- Theatrical release poster
- Directed by: Elmer Clifton
- Written by: Oliver Drake Grace Norton (adaption)
- Produced by: Oliver Drake (associate producer)
- Starring: Johnny Mack Brown Tex Ritter Fuzzy Knight Jennifer Holt
- Cinematography: Harry Neumann
- Edited by: Maurice Wright
- Music by: Hans J. Salter
- Distributed by: Universal Pictures
- Release date: August 1942;
- Running time: 62 minutes
- Country: United States
- Language: English

= Deep in the Heart of Texas (film) =

1942 film by Elmer Clifton

Deep in the Heart of Texas is a 1942 American black-and-white Western film directed by Elmer Clifton and starring Johnny Mack Brown as a man instrumental in restoring Texas after the end of the American Civil War. The film is best known for its performance of American folk song "Deep in the Heart of Texas" which is sung by country singer Tex Ritter with the Jimmy Wakely Trio.

== Plot ==
The film's main character is righteous Jim Mallory. He and his friend, "Happy" T. Snodgrass, are seeking Jim's father, because they have heard about his cruel domination. They try to stop him with this gang. After they manage to stop their activity with the help of newspaper publisher Jonathan Taylor, his daughter Nan and Governor representative Brent Gordon. But then, Jim is put into the jail.
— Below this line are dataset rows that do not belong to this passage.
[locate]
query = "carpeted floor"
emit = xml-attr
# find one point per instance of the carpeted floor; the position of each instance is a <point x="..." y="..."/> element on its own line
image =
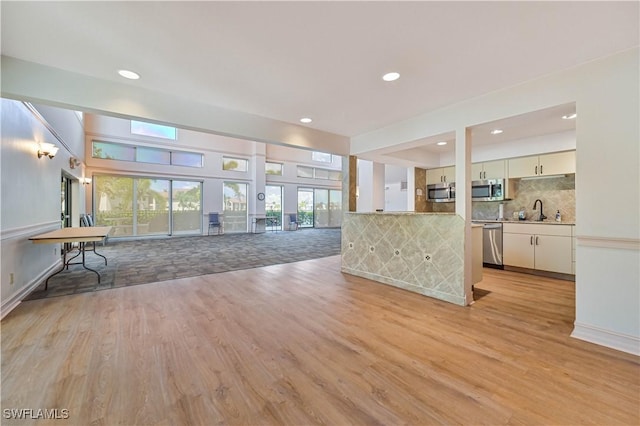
<point x="151" y="260"/>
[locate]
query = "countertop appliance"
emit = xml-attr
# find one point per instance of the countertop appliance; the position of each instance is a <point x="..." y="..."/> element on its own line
<point x="489" y="190"/>
<point x="492" y="245"/>
<point x="444" y="192"/>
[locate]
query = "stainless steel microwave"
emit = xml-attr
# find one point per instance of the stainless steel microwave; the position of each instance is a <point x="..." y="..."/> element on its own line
<point x="441" y="192"/>
<point x="488" y="190"/>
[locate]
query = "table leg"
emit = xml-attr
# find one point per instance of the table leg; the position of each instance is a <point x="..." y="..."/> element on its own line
<point x="64" y="265"/>
<point x="82" y="245"/>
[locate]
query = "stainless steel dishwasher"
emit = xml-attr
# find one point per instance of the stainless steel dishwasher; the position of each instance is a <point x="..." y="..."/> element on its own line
<point x="492" y="245"/>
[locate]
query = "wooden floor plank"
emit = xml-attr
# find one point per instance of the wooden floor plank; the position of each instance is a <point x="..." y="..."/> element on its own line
<point x="302" y="343"/>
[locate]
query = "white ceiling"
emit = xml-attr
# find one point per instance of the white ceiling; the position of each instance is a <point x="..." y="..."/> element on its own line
<point x="287" y="60"/>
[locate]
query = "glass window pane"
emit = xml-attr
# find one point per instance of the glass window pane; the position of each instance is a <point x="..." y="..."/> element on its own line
<point x="305" y="208"/>
<point x="273" y="169"/>
<point x="335" y="175"/>
<point x="187" y="159"/>
<point x="321" y="208"/>
<point x="321" y="157"/>
<point x="187" y="207"/>
<point x="152" y="207"/>
<point x="152" y="155"/>
<point x="235" y="164"/>
<point x="305" y="171"/>
<point x="113" y="204"/>
<point x="235" y="207"/>
<point x="335" y="208"/>
<point x="113" y="151"/>
<point x="273" y="202"/>
<point x="321" y="174"/>
<point x="153" y="130"/>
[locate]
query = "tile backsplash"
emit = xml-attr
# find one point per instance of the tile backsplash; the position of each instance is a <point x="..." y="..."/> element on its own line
<point x="557" y="193"/>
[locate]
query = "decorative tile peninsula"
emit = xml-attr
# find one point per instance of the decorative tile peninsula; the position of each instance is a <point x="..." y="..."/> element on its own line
<point x="419" y="252"/>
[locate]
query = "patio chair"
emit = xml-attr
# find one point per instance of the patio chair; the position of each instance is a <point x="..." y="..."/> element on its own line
<point x="214" y="222"/>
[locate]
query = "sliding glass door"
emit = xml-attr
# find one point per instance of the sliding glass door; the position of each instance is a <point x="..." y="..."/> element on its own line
<point x="151" y="212"/>
<point x="319" y="208"/>
<point x="305" y="207"/>
<point x="186" y="207"/>
<point x="235" y="207"/>
<point x="144" y="206"/>
<point x="273" y="206"/>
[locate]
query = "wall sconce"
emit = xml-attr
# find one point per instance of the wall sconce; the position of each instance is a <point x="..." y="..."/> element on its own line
<point x="74" y="162"/>
<point x="47" y="149"/>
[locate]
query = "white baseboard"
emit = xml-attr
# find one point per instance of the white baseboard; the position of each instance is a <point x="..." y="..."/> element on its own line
<point x="12" y="302"/>
<point x="610" y="339"/>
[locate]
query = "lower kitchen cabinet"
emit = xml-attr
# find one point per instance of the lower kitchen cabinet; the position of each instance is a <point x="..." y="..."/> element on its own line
<point x="538" y="246"/>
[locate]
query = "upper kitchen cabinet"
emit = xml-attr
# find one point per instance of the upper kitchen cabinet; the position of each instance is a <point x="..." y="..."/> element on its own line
<point x="489" y="170"/>
<point x="441" y="174"/>
<point x="557" y="163"/>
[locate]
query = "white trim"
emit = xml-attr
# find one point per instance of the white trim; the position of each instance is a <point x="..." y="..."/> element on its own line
<point x="608" y="242"/>
<point x="610" y="339"/>
<point x="12" y="302"/>
<point x="29" y="230"/>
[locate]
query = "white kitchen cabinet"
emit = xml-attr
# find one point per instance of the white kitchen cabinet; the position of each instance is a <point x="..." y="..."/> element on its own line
<point x="441" y="174"/>
<point x="557" y="163"/>
<point x="489" y="170"/>
<point x="538" y="246"/>
<point x="518" y="250"/>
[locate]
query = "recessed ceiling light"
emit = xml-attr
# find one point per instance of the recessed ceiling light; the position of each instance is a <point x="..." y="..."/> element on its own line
<point x="129" y="74"/>
<point x="391" y="76"/>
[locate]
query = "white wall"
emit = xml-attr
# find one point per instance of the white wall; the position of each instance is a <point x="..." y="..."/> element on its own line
<point x="60" y="88"/>
<point x="30" y="196"/>
<point x="606" y="93"/>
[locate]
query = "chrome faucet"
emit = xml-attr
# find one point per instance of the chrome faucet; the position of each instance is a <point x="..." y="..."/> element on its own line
<point x="542" y="216"/>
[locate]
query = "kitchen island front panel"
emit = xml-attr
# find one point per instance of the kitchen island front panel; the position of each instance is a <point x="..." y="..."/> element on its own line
<point x="419" y="252"/>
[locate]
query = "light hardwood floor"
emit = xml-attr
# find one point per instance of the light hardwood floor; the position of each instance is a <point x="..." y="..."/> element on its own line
<point x="301" y="343"/>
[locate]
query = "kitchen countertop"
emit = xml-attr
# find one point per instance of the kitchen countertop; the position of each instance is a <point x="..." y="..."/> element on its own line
<point x="544" y="222"/>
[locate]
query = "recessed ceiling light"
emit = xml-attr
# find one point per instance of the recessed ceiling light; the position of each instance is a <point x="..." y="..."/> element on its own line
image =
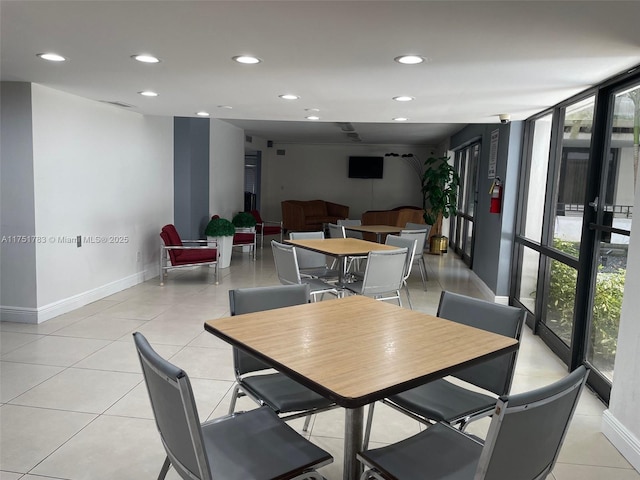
<point x="144" y="58"/>
<point x="289" y="96"/>
<point x="246" y="59"/>
<point x="409" y="59"/>
<point x="52" y="57"/>
<point x="403" y="98"/>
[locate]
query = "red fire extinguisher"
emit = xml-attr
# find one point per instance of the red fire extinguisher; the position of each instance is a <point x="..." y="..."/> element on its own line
<point x="496" y="196"/>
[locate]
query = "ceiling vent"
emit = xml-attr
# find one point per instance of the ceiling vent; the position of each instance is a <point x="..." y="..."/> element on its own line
<point x="117" y="104"/>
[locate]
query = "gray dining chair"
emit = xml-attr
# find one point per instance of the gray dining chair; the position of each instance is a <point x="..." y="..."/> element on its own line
<point x="254" y="378"/>
<point x="443" y="400"/>
<point x="313" y="264"/>
<point x="286" y="263"/>
<point x="383" y="275"/>
<point x="523" y="442"/>
<point x="243" y="446"/>
<point x="420" y="232"/>
<point x="410" y="245"/>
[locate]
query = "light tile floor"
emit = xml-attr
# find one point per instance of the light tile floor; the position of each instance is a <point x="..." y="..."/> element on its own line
<point x="74" y="406"/>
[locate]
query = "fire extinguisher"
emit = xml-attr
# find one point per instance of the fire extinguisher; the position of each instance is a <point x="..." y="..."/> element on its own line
<point x="496" y="196"/>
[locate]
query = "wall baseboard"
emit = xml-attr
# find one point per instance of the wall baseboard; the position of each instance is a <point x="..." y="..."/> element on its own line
<point x="621" y="438"/>
<point x="47" y="312"/>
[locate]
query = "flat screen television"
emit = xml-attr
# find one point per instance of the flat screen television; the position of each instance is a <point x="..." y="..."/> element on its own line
<point x="366" y="167"/>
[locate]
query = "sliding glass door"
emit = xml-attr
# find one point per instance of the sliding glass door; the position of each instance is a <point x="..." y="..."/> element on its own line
<point x="575" y="214"/>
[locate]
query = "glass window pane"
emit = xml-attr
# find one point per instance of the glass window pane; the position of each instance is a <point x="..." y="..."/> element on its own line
<point x="528" y="278"/>
<point x="561" y="300"/>
<point x="537" y="178"/>
<point x="572" y="178"/>
<point x="607" y="302"/>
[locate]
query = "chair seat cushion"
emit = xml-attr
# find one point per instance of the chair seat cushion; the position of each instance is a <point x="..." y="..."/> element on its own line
<point x="283" y="394"/>
<point x="441" y="400"/>
<point x="438" y="453"/>
<point x="203" y="255"/>
<point x="258" y="445"/>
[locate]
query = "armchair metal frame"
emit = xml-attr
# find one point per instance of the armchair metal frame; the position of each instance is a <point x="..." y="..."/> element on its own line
<point x="167" y="263"/>
<point x="244" y="446"/>
<point x="525" y="436"/>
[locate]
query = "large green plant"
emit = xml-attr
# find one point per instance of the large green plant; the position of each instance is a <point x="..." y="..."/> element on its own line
<point x="439" y="189"/>
<point x="607" y="303"/>
<point x="219" y="227"/>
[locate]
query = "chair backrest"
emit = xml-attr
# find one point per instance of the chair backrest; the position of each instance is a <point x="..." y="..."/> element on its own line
<point x="419" y="234"/>
<point x="175" y="412"/>
<point x="528" y="429"/>
<point x="258" y="299"/>
<point x="401" y="242"/>
<point x="307" y="258"/>
<point x="336" y="231"/>
<point x="351" y="222"/>
<point x="286" y="263"/>
<point x="496" y="374"/>
<point x="171" y="238"/>
<point x="384" y="272"/>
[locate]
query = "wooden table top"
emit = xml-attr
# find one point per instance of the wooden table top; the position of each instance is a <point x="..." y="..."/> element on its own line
<point x="378" y="229"/>
<point x="357" y="350"/>
<point x="340" y="246"/>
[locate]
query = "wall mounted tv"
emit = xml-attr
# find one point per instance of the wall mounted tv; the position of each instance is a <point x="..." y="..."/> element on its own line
<point x="366" y="167"/>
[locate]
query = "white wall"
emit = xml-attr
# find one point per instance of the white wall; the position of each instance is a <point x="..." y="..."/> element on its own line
<point x="99" y="172"/>
<point x="309" y="172"/>
<point x="226" y="170"/>
<point x="621" y="422"/>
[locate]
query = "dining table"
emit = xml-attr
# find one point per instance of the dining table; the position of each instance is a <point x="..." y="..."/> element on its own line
<point x="378" y="230"/>
<point x="357" y="350"/>
<point x="341" y="249"/>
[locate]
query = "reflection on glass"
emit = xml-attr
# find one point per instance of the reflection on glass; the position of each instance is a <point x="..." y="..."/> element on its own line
<point x="621" y="177"/>
<point x="572" y="180"/>
<point x="561" y="298"/>
<point x="528" y="278"/>
<point x="537" y="178"/>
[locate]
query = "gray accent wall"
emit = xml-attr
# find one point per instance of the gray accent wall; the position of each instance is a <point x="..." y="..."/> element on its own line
<point x="191" y="176"/>
<point x="18" y="285"/>
<point x="494" y="233"/>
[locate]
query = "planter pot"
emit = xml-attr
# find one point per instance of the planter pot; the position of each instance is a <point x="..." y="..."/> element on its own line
<point x="438" y="245"/>
<point x="225" y="245"/>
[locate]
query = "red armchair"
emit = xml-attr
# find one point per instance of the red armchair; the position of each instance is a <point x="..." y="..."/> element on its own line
<point x="265" y="227"/>
<point x="174" y="254"/>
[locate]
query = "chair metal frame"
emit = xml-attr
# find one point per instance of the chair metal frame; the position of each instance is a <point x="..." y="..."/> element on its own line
<point x="244" y="364"/>
<point x="286" y="262"/>
<point x="544" y="414"/>
<point x="166" y="263"/>
<point x="380" y="266"/>
<point x="411" y="245"/>
<point x="185" y="439"/>
<point x="412" y="230"/>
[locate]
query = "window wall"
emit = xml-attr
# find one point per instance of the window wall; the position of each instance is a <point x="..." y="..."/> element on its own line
<point x="575" y="213"/>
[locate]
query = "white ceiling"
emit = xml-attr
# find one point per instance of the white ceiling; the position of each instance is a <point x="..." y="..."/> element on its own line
<point x="485" y="58"/>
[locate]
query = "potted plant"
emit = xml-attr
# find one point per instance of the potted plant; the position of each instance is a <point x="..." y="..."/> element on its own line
<point x="440" y="184"/>
<point x="221" y="230"/>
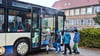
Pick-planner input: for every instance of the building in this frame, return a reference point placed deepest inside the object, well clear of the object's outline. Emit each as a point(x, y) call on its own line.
point(79, 13)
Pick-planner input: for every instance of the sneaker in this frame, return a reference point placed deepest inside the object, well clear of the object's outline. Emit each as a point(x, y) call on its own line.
point(77, 52)
point(64, 53)
point(70, 52)
point(56, 51)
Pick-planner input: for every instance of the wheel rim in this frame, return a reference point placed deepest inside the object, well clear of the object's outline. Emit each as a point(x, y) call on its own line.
point(22, 48)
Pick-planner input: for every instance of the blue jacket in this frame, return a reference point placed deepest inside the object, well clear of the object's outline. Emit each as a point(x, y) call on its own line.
point(66, 38)
point(76, 37)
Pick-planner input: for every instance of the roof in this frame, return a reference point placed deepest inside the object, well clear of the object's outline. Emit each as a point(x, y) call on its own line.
point(65, 4)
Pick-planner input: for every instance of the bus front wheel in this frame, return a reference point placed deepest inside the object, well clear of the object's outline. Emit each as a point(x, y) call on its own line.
point(21, 47)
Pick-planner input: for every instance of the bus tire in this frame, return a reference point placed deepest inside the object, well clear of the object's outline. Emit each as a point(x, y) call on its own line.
point(21, 47)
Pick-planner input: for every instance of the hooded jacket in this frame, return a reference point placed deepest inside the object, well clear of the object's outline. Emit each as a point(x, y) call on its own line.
point(76, 37)
point(66, 38)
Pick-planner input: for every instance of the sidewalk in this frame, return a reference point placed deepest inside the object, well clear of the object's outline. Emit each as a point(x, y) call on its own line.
point(83, 52)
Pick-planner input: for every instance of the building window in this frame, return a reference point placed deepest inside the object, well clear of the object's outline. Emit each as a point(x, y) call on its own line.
point(77, 22)
point(71, 12)
point(72, 22)
point(96, 9)
point(83, 22)
point(67, 22)
point(67, 12)
point(76, 11)
point(89, 10)
point(83, 11)
point(89, 22)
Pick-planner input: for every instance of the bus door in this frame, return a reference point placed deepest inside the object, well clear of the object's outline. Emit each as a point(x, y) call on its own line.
point(35, 33)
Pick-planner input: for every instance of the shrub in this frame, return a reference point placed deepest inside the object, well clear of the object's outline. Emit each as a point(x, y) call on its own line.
point(90, 38)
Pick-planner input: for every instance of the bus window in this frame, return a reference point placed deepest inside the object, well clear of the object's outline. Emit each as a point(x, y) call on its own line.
point(48, 28)
point(1, 20)
point(18, 21)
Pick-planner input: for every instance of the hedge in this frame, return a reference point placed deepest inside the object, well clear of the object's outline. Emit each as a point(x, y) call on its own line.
point(90, 38)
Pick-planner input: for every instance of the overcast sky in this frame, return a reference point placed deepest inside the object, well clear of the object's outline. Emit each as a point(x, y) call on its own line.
point(47, 3)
After this complication, Jim's father decides he joins Brent and Jonathan and they together let Jim free.

== Cast ==

- Johnny Mack Brown as Jim Mallory
- Tex Ritter as Brent Gordon
- Fuzzy Knight as 'Happy' T. Snodgrass
- Jennifer Holt as Nan Taylor
- William Farnum as Colonel Mallory
- Harry Woods as Sergeant Idaho
- Kenneth Harlan as Captain Sneed
- Pat O'Malley as Jonathan Taylor
- Roy Brent as Sam Franklin
- Edmund Cobb as Lieutenant Matthews
- Jimmy Wakely Trio as Saloon Musicians

==Accolades==
In 2004, the American Film Institute nominated song "Deep in the Heart of Texas" from this film for AFI's 100 Years...100 Songs.